The Ministry of Health today reported nine new cases of Covid-19 , bringing the total of confirmed and probable cases in New Zealand to 1440. Twelve people have died from Covid-19. 

Of the total cases, 974 people have recovered.

National's Simon Bridges criticised the decision, saying the Government had not "done enough and isn't ready by its own standards and rhetoric".

"New Zealand is being held back because the Government has not used this time to ensure best practice of testing and tracing and the availability of PPE hasn’t been at the standard it should have been.

"New Zealanders can be proud of the sacrifices they have made during this difficult time," Mr Bridges said.

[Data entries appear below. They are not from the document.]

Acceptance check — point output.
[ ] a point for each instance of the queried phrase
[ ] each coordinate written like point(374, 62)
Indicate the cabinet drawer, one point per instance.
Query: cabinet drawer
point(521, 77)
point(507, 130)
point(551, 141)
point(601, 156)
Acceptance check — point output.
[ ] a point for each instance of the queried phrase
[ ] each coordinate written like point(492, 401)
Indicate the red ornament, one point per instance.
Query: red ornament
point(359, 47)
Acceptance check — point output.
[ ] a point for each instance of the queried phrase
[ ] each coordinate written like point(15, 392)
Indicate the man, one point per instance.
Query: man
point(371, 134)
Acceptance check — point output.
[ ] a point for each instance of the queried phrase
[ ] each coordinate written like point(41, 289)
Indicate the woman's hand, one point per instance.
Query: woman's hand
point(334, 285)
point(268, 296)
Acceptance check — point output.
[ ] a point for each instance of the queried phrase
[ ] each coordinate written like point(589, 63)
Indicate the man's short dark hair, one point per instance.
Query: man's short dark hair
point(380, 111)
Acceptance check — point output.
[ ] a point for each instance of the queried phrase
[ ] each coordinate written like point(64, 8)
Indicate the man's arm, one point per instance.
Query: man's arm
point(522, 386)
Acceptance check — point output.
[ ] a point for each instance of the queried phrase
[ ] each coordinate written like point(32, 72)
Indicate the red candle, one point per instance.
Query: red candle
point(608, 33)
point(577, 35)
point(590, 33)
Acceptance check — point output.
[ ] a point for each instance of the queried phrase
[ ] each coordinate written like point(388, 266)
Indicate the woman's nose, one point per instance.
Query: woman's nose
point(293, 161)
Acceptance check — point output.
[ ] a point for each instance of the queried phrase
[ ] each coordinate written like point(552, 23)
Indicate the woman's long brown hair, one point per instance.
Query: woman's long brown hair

"The Government must now move as fast as it can to sort out the issues with tracing, testing and PPE so we can get our country moving again."

Professor Shaun Hendy who is leading a team modelling the spread of Covid-19 coronavirus, told TVNZ1’s Breakfast this morning the country would be able to contain the virus under Alert Level 3, but not eliminate it.

The Prime Minister announced the rules around Alert Level 3 last week, labelling it the "waiting or recovery room" to assess Covid-19 before moving to Level 2.

Ms Ardern said that at Level 3, "there are slightly more opportunities for you to come into contact with people outside your bubble".

It also included a partial reopening of businesses, food delivery, drive throughs, and click and collect at cafes beginning, some schools reopening for the children of essential workers and travel restrictions moving from local to regional.

"Our new line of defence when we reach Level 3 is common sense, following the rules and trust in one another,” Ms Ardern said at the time.

The Prime Minister announced on March 23 that the country would be entering Alert Level 4 lockdown two days later, at midnight of Wednesday, March 25 - for a minimum of four weeks.

Level 4 is put in place with a risk of sustained level of virus transmission. Contact between people is largely eliminated, the public urged to stay at home. Essential services will remain in place.

The Government released a detailed list of what was allowed at each level.

For Level 2, it included physical distancing of one metre outside the home, gatherings of up to 100 people indoors and 500 outdoors allowed while maintaining physical distancing and contact tracing requirements and sport is allowed if conditions on gatherings are met, physical distancing is followed and travel is local.

Most businesses can open, schools and early childhood centres open, but people at high risk encouraged to stay home.